Impressões do Outro Lado
Tanya Zaryski
Jarra em Vidro The Blue Vase (2001)
Em pleno caroço de Manhattan, dá-me a grata impressão de estar do outro lado. (Queremos sempre estar do “outro lado”...) J. R. Miguéis
Regresso a Chaves durante breves dias. E a cidade, que parece não mudar, está diferente. A diferença destaca-se nitidamente das memórias que conservo. A memória destas gentes, dos seus afectos, dos seus desejos. A memória do meu passado. A memória da cidade que foi. E quão diferente, de facto, está esta cidade.

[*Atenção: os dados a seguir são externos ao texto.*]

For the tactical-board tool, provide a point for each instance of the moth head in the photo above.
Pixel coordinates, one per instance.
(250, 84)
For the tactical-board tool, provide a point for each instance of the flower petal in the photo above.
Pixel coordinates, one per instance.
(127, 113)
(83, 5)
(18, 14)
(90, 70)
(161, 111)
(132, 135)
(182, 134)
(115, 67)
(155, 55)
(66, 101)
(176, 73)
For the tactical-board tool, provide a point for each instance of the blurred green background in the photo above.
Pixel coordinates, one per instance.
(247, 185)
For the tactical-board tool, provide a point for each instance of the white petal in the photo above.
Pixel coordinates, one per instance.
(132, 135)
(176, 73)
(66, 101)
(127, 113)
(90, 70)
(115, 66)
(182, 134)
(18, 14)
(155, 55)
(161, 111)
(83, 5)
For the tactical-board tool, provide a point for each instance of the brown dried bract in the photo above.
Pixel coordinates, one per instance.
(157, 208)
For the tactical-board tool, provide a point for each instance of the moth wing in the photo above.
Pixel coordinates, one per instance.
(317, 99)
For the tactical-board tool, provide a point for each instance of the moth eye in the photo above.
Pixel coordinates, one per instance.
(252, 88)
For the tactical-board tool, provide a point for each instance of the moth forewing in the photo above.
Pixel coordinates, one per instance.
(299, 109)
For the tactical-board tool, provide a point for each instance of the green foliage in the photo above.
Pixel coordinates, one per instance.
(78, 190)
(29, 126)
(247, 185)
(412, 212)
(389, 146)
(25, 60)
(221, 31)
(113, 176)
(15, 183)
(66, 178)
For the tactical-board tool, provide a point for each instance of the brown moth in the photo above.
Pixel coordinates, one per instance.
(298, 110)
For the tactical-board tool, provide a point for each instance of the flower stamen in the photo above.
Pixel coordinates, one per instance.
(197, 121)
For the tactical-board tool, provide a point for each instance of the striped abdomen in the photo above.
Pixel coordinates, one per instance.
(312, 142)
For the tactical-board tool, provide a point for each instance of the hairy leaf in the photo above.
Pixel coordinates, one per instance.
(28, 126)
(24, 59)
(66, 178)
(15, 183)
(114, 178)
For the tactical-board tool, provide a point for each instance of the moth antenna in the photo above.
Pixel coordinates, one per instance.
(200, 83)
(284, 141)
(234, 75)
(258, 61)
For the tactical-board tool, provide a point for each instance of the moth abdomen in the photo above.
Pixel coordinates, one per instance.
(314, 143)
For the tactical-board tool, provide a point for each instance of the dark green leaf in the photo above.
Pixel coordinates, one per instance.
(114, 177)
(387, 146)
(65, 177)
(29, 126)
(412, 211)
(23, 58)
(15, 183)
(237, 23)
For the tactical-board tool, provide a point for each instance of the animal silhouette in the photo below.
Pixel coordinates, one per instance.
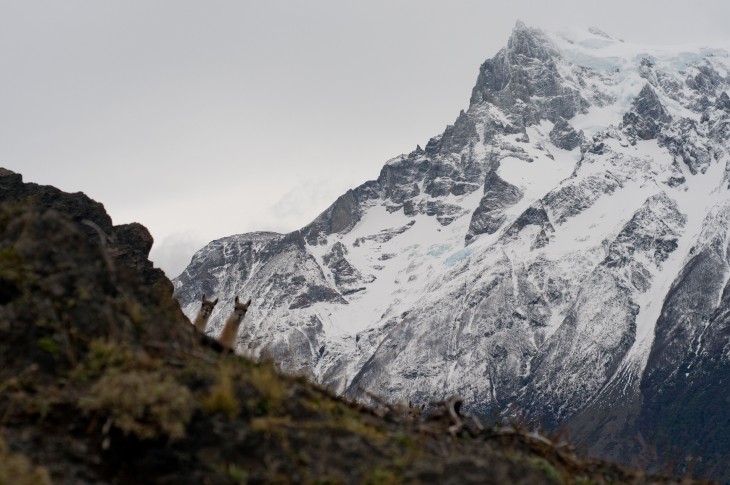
(206, 308)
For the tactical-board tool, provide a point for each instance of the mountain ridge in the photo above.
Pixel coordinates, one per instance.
(523, 257)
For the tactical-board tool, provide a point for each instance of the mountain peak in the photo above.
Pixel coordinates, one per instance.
(529, 42)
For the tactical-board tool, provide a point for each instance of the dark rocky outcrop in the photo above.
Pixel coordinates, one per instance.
(489, 216)
(564, 136)
(647, 115)
(524, 81)
(105, 381)
(127, 244)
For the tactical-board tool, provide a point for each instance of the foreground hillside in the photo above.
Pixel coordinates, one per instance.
(102, 380)
(561, 249)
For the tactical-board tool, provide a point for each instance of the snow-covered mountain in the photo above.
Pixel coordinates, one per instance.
(560, 251)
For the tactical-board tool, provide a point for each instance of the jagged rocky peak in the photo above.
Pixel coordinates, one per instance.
(543, 290)
(647, 116)
(523, 79)
(529, 42)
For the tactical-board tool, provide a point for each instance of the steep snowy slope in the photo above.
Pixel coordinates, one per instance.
(561, 250)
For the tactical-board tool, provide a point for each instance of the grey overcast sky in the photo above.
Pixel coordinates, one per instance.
(202, 119)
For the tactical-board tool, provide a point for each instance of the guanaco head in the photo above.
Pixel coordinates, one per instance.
(240, 309)
(206, 307)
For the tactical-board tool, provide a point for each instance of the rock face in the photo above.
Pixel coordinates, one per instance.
(104, 381)
(544, 254)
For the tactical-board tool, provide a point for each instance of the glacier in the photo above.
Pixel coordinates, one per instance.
(559, 253)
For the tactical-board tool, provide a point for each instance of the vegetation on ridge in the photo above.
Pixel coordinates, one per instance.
(102, 379)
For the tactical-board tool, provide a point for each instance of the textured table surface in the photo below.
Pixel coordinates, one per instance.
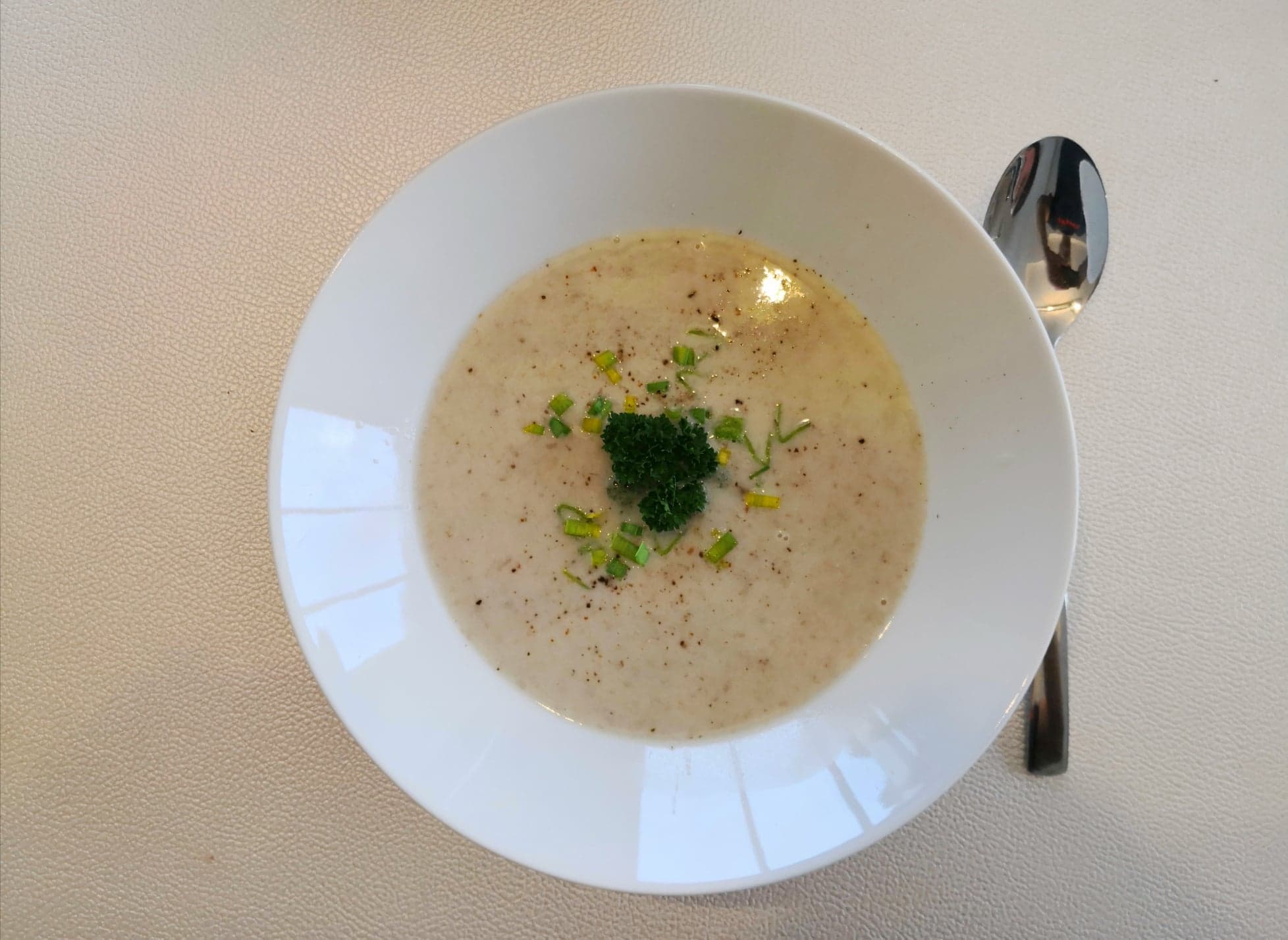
(179, 178)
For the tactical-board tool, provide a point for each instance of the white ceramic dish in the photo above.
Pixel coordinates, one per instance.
(827, 779)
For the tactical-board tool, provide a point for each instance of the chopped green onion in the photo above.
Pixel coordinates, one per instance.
(763, 461)
(730, 429)
(666, 549)
(778, 429)
(622, 545)
(722, 547)
(576, 580)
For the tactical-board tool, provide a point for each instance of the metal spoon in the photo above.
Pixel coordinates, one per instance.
(1050, 218)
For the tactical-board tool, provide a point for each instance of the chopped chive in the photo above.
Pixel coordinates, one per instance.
(566, 511)
(730, 429)
(666, 549)
(576, 580)
(622, 545)
(778, 429)
(722, 547)
(751, 450)
(580, 528)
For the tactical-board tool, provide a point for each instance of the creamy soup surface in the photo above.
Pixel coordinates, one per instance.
(680, 648)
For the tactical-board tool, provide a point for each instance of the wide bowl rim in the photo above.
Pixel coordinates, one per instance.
(908, 810)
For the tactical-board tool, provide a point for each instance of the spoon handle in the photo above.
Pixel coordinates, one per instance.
(1049, 721)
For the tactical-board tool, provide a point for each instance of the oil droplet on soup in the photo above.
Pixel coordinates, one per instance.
(679, 648)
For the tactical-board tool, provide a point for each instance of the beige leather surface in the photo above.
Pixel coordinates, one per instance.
(178, 178)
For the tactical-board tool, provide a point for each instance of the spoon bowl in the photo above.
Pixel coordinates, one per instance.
(1050, 218)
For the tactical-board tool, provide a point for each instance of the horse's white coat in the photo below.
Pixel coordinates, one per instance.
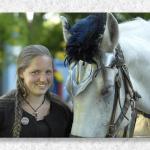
(92, 109)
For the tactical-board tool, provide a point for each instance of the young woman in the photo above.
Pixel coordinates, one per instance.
(31, 110)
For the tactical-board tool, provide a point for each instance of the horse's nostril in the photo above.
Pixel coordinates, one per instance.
(104, 91)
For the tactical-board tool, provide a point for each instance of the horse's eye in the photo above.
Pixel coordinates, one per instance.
(106, 90)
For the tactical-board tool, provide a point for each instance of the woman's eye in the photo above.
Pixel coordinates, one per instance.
(35, 72)
(49, 72)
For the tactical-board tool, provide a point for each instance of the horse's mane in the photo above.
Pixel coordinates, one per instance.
(85, 36)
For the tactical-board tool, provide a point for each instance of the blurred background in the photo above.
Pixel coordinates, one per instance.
(20, 29)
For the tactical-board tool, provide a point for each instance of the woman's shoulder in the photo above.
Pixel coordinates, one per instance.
(8, 98)
(57, 101)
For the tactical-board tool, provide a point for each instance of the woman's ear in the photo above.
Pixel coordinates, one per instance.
(66, 27)
(20, 73)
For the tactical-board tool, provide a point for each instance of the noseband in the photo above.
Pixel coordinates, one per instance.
(131, 96)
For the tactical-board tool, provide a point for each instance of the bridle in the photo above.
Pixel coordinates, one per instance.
(131, 96)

Olhando-me todos os dias ao espelho, não me vejo mudar. Aqui, contudo, tenho consciência das transformações e da passagem, efectiva e inexorável, do tempo. Por cada ruga no rosto dos amigos, por cada branca no cabelo dos conhecidos, por cada ausência de rostos e lugares que já não voltam. Então compreendo como o tempo passou, como essas rugas, essas brancas, essas ausências anunciadas, fazem parte da minha existência. Aqui e agora.
Recordo Viana, Porto, Évora, Lisboa, Toronto, Nova Iorque. Cidades onde vivi anos e anos. Onde tenho amigos. Onde fui deixando afectos. Onde me revejo. Mas para ver a minha imagem reflectida, integralmente, preciso de Chaves. É aqui que compreendo a vida como um contínuo, como um conjunto de ciclos que se alternam, mas que têm um centro comum. E sinto palavras de há vinte anos como se as tivesse acabado de escrever...
Cidade. Recordação enevoada de uma infância quase esquecida, perdida já entre as velhas casas e a desguarnecida muralha da vida. Breves instantes de atemporalidade, em que voltamos a chutar a bola de trapos no terreiro da Lapa, ou a ler as espantosas e mirabolantes aventuras de Serafim e Malacueco num estreito e gasto passeio da rua de Santa Maria. Afirmação nítida do nosso carinho por esta terra e por estas gentes, qual carícia maternal que nos traz aconchego e protecção. Consolo inesgotável do inverno que inevitavelmente envolve o nosso ser.